Vejam como a democracia é linda. Acabei de ler o texto do jornalista e blogueiro Davi Soares – a quem admiro profundamente, por sua honestidade intelectual e competência de apuração – e sinto-me feliz em estar em um veículo de comunicação no qual posso discordar e concordar dele sem celeumas, sem agressões, mas com civilidade e mútuo respeito.
Primeiro ponto com o qual concordo: Davi Soares diz que há uma “histeria” quando o assunto é ideologia de gênero nos planos estadual e municipais de educação. Eu concordo. Criou-se esta “histeria”. Buscar suas raízes? Algo que não farei. Cada um que responda pelo que diz ou escreve.
A “histeria” se dá porque se criou uma falsa polêmica para esconder reais discussões. A estratégia da cortina de fumaça. Qual a real discussão? A presença ou não de militância dentro dos textos dos planos de educação. Militância LGBT, no caso. E a palavra é esta “militância”, pois nada tem a ver com sexualidade. Em todos os textos que fiz sobre o tema, deixei claro meu respeito ao ser humano, independente dele ser homossexual ou heterossexual.
Para mim, a questão sexual é apenas uma característica do ser. Ela não define caráter, nem comportamento ético ou moral. Ponto final! Conheço homossexuais que admiro bastante em função de serem pessoas íntegras, competentes, honestas. Há heterossexuais pelos quais tenho desprezo, por serem corruptos, desonestos intelectualmente, e acumularem outras práticas que são lamentáveis. O vice-versa neste caso também é verdade.
Motivo? Porque a orientação sexual nada tem a ver com os valores que vão me tornar uma pessoa melhor ou pior. E no que isto difere da militância? A militância prega justamente o contrário. Que uma orientação sexual deve ser destacada ao extremo como alicerce na formação de valores, para tratamentos desiguais, preconceitos, ou até mesmo privilégios. Logo, o que se discute é a presença ou não desta militância. Quem coloca o tema de forma séria faz isto, sem cair em histerias. Tratei o tema por várias vezes no entendimento de que existe esta militância nos planos. Sem qualquer tipo de histeria.

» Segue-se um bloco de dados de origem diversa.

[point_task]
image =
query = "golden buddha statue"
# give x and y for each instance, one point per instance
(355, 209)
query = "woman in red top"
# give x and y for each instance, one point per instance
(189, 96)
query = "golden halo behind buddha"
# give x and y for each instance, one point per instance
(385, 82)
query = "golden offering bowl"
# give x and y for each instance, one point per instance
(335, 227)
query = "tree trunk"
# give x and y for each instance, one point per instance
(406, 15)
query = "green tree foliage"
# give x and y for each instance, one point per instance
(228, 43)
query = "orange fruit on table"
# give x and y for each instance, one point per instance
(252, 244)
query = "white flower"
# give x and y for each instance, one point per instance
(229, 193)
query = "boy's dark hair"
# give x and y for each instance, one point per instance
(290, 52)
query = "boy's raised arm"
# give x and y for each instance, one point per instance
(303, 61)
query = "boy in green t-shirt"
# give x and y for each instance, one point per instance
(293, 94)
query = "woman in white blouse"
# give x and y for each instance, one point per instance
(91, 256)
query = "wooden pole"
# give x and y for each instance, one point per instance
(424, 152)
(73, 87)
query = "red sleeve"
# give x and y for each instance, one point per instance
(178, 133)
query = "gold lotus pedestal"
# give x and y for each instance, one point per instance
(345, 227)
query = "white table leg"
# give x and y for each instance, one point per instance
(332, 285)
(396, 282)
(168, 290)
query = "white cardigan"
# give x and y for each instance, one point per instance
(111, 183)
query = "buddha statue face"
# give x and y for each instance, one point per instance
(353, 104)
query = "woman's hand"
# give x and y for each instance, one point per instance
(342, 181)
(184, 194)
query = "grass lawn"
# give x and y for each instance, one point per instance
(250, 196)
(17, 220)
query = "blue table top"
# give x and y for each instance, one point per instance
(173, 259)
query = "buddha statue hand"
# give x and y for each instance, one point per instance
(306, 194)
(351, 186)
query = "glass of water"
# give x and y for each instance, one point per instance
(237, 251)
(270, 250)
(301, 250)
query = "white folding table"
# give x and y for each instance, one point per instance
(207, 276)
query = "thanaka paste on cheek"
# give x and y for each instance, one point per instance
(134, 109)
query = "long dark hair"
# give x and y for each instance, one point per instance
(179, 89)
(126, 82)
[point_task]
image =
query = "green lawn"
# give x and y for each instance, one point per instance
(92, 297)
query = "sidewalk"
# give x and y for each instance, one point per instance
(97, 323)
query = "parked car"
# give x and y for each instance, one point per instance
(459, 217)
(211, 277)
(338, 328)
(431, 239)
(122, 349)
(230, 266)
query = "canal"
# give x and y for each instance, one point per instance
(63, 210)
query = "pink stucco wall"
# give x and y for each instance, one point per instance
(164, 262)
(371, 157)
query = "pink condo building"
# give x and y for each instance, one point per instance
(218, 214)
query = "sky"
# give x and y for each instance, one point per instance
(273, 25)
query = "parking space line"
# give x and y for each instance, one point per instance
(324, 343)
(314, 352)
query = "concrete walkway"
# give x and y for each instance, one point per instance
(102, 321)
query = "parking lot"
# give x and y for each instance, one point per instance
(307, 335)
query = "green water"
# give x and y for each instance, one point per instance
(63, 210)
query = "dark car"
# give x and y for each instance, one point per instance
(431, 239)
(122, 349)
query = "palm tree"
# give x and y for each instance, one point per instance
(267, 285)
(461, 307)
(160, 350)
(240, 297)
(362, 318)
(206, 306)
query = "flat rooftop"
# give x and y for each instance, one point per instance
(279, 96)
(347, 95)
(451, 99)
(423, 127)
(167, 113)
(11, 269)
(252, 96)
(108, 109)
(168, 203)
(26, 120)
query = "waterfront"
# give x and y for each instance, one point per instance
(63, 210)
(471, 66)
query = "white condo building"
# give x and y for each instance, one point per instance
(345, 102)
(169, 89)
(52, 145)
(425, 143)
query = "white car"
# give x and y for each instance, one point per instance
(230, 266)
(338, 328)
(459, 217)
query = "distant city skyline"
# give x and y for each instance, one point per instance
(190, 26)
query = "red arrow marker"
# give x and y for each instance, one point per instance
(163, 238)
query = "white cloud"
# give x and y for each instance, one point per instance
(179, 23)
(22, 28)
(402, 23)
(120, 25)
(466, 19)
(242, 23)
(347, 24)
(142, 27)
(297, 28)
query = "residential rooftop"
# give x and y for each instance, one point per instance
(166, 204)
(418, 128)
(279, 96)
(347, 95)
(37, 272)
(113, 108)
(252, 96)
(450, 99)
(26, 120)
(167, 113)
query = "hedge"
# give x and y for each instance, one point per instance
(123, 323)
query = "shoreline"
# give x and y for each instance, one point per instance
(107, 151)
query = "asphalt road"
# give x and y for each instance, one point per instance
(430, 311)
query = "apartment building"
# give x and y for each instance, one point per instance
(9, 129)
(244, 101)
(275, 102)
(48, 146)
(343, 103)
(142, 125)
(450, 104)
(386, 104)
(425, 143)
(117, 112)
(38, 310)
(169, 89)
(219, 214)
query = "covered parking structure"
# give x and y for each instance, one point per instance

Sei que houve quem não fez o mesmo e destilou visões distorcidas ao falar de ideologia de gênero. Como do outro lado, há os desonestos intelectuais que subvertem a questão para fazer parecer que há uma guerra entre “homossexuais e heterossexuais”. Isto é absurdo. Quem faz isto, aí sim vende uma visão limítrofe do tema. Não é o caso de Davi Soares, que sempre busca o respeito ao contraditório e textos embasados.
Sendo assim, a discussão que busquei travar em meus espaços é sobre os trechos do plano que trazem a presença ou não de militância, porque acho que na Educação deve ser combatido todo tipo de militância com exceção para a militância pela liberdade de pensamento, respeito aos direitos humanos e às diferenças. Se fosse uma militância religiosa eu estaria falando a mesma coisa. É para combater! O que é diferente de combater a religião em si. Se fosse uma militância ideológica eu estaria dizendo a mesma coisa. É para combater! O que é diferente de se combater ideias a respeito de uma corrente política. A escola pode abordar – e deve! – as concepções de todas as correntes políticas para criar no cidadão o amplo conhecimento para a livre escolha consciente. O mesmo se dá com demais saberes.
É só isto.
Quanto aos valores, repito: a família é peça fundamental para a educação dos filhos. E dizer isto não significa ir de encontro às liberdades individuais. Trata – antes de tudo – de, por meio do amor familiar, as crianças terem consciência de valores essenciais ao ser humano, o que incluiu o respeito ao próximo e às diferenças.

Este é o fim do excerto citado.